Этот упрек Гюндероде слышит не впервые, возражать бесполезно.
— Я знаю свои слабости, они не там, где вы их ищете.
Только не надо рассчитывать, что тебя поймут.
Несгибаемая женщина. Ей даже нет нужды быть властной. Облик ее будит в Клейсте странные воспоминания. В этот миг, когда она с примирительным смехом слегка тронула Брентано за плечо, будто задолжала ему извинение, в этот миг, когда миниатюрные, в золоченых завитушках часы на камине звякнули один раз, тонко и так тихо, что никто, кроме него, их не услышал, — именно в этот миг он вспомнил свою Вильгельмину, шпильки в ее волосах. Как сейчас, он видит себя в ее летней беседке в саду за ценгеновским домом во Франкфурте-на-Одере; заросли жимолости укрыли их от посторонних взглядов, между ними на маленьком белом столике книга, «Луиза» Фосса[160]. Вильгельмина, сама покорность, мягко склонила голову и позволяет ему играть своими волосами, распускать их; он и сейчас ощущает ее волосы на кончиках пальцев; и, как сейчас, снова чувствует — такое не забывается, — что чувствовал тогда: смущение и вину.
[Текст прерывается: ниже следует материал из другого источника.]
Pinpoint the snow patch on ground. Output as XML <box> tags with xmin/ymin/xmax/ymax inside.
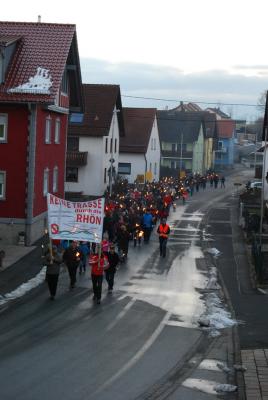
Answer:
<box><xmin>0</xmin><ymin>267</ymin><xmax>46</xmax><ymax>305</ymax></box>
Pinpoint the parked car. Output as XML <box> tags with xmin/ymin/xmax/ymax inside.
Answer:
<box><xmin>249</xmin><ymin>181</ymin><xmax>262</xmax><ymax>189</ymax></box>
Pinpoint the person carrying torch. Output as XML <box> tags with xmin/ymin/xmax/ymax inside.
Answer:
<box><xmin>62</xmin><ymin>240</ymin><xmax>81</xmax><ymax>289</ymax></box>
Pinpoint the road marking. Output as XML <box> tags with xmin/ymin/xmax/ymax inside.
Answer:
<box><xmin>93</xmin><ymin>312</ymin><xmax>171</xmax><ymax>394</ymax></box>
<box><xmin>106</xmin><ymin>297</ymin><xmax>136</xmax><ymax>332</ymax></box>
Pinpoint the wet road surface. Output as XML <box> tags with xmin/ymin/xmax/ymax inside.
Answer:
<box><xmin>0</xmin><ymin>173</ymin><xmax>247</xmax><ymax>400</ymax></box>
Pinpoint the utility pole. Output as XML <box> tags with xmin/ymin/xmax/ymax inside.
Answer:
<box><xmin>109</xmin><ymin>108</ymin><xmax>120</xmax><ymax>196</ymax></box>
<box><xmin>180</xmin><ymin>133</ymin><xmax>183</xmax><ymax>178</ymax></box>
<box><xmin>259</xmin><ymin>126</ymin><xmax>267</xmax><ymax>249</ymax></box>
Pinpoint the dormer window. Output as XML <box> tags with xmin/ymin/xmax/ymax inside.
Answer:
<box><xmin>0</xmin><ymin>50</ymin><xmax>4</xmax><ymax>85</ymax></box>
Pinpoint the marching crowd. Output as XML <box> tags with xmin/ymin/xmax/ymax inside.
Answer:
<box><xmin>43</xmin><ymin>172</ymin><xmax>225</xmax><ymax>304</ymax></box>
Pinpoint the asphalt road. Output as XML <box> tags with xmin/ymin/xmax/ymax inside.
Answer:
<box><xmin>0</xmin><ymin>173</ymin><xmax>251</xmax><ymax>400</ymax></box>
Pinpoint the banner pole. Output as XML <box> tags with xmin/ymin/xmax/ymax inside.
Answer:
<box><xmin>98</xmin><ymin>242</ymin><xmax>101</xmax><ymax>268</ymax></box>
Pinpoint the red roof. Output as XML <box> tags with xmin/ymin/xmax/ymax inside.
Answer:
<box><xmin>216</xmin><ymin>119</ymin><xmax>235</xmax><ymax>139</ymax></box>
<box><xmin>68</xmin><ymin>84</ymin><xmax>122</xmax><ymax>137</ymax></box>
<box><xmin>120</xmin><ymin>108</ymin><xmax>156</xmax><ymax>153</ymax></box>
<box><xmin>0</xmin><ymin>21</ymin><xmax>75</xmax><ymax>103</ymax></box>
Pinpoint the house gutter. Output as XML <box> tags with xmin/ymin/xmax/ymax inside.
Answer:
<box><xmin>25</xmin><ymin>103</ymin><xmax>37</xmax><ymax>246</ymax></box>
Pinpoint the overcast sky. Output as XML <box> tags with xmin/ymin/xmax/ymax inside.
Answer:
<box><xmin>1</xmin><ymin>0</ymin><xmax>268</xmax><ymax>120</ymax></box>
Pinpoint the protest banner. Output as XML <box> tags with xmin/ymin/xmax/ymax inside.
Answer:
<box><xmin>47</xmin><ymin>193</ymin><xmax>104</xmax><ymax>243</ymax></box>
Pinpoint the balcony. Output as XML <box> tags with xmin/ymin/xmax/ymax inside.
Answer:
<box><xmin>66</xmin><ymin>151</ymin><xmax>88</xmax><ymax>167</ymax></box>
<box><xmin>215</xmin><ymin>147</ymin><xmax>228</xmax><ymax>154</ymax></box>
<box><xmin>161</xmin><ymin>150</ymin><xmax>193</xmax><ymax>159</ymax></box>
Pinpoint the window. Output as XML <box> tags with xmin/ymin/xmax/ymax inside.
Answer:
<box><xmin>103</xmin><ymin>168</ymin><xmax>107</xmax><ymax>183</ymax></box>
<box><xmin>55</xmin><ymin>118</ymin><xmax>60</xmax><ymax>144</ymax></box>
<box><xmin>53</xmin><ymin>167</ymin><xmax>59</xmax><ymax>193</ymax></box>
<box><xmin>66</xmin><ymin>167</ymin><xmax>78</xmax><ymax>182</ymax></box>
<box><xmin>61</xmin><ymin>67</ymin><xmax>69</xmax><ymax>93</ymax></box>
<box><xmin>118</xmin><ymin>163</ymin><xmax>131</xmax><ymax>175</ymax></box>
<box><xmin>43</xmin><ymin>168</ymin><xmax>49</xmax><ymax>196</ymax></box>
<box><xmin>45</xmin><ymin>117</ymin><xmax>51</xmax><ymax>144</ymax></box>
<box><xmin>0</xmin><ymin>114</ymin><xmax>7</xmax><ymax>143</ymax></box>
<box><xmin>0</xmin><ymin>51</ymin><xmax>4</xmax><ymax>83</ymax></box>
<box><xmin>0</xmin><ymin>171</ymin><xmax>6</xmax><ymax>200</ymax></box>
<box><xmin>67</xmin><ymin>136</ymin><xmax>79</xmax><ymax>151</ymax></box>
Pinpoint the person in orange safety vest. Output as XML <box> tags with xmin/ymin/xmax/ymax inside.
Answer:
<box><xmin>157</xmin><ymin>218</ymin><xmax>170</xmax><ymax>257</ymax></box>
<box><xmin>89</xmin><ymin>249</ymin><xmax>109</xmax><ymax>304</ymax></box>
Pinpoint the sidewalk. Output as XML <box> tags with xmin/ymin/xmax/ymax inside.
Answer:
<box><xmin>0</xmin><ymin>238</ymin><xmax>43</xmax><ymax>296</ymax></box>
<box><xmin>215</xmin><ymin>193</ymin><xmax>268</xmax><ymax>400</ymax></box>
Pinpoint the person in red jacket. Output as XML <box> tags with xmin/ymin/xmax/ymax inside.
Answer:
<box><xmin>89</xmin><ymin>250</ymin><xmax>109</xmax><ymax>304</ymax></box>
<box><xmin>157</xmin><ymin>218</ymin><xmax>170</xmax><ymax>257</ymax></box>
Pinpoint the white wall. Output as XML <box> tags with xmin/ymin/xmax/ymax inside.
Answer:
<box><xmin>119</xmin><ymin>153</ymin><xmax>145</xmax><ymax>183</ymax></box>
<box><xmin>65</xmin><ymin>108</ymin><xmax>119</xmax><ymax>196</ymax></box>
<box><xmin>146</xmin><ymin>118</ymin><xmax>160</xmax><ymax>182</ymax></box>
<box><xmin>119</xmin><ymin>118</ymin><xmax>160</xmax><ymax>183</ymax></box>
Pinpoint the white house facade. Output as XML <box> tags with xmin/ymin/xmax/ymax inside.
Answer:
<box><xmin>65</xmin><ymin>84</ymin><xmax>122</xmax><ymax>197</ymax></box>
<box><xmin>118</xmin><ymin>109</ymin><xmax>160</xmax><ymax>183</ymax></box>
<box><xmin>65</xmin><ymin>113</ymin><xmax>119</xmax><ymax>197</ymax></box>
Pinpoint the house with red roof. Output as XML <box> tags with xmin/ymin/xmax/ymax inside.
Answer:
<box><xmin>207</xmin><ymin>108</ymin><xmax>236</xmax><ymax>170</ymax></box>
<box><xmin>65</xmin><ymin>84</ymin><xmax>124</xmax><ymax>200</ymax></box>
<box><xmin>0</xmin><ymin>22</ymin><xmax>83</xmax><ymax>245</ymax></box>
<box><xmin>118</xmin><ymin>108</ymin><xmax>160</xmax><ymax>183</ymax></box>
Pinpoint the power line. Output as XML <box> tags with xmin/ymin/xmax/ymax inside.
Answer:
<box><xmin>121</xmin><ymin>94</ymin><xmax>265</xmax><ymax>107</ymax></box>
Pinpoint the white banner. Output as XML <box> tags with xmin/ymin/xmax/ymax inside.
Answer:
<box><xmin>47</xmin><ymin>193</ymin><xmax>104</xmax><ymax>243</ymax></box>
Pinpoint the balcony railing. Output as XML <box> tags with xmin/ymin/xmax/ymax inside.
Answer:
<box><xmin>216</xmin><ymin>147</ymin><xmax>227</xmax><ymax>154</ymax></box>
<box><xmin>161</xmin><ymin>150</ymin><xmax>193</xmax><ymax>158</ymax></box>
<box><xmin>66</xmin><ymin>151</ymin><xmax>88</xmax><ymax>167</ymax></box>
Теперь его трогает эта картина. Почему же там, когда все было не далекой немой сценой, а настоящим свиданием, почему тогда она оставила его столь постыдно безучастным? Он, влюбленный, которому, видит бог, пристало тогда не созерцать, но действовать, и она, Вильгельмина, бедное дитя, вовсе не бесплотный вымысел живописца, как на том медальоне — медальон, впрочем, он ей вернул, так уж водится, — а близкая, земная, нежная невеста. И легкий тлен разочарования, казалось, разлитый в воздухе…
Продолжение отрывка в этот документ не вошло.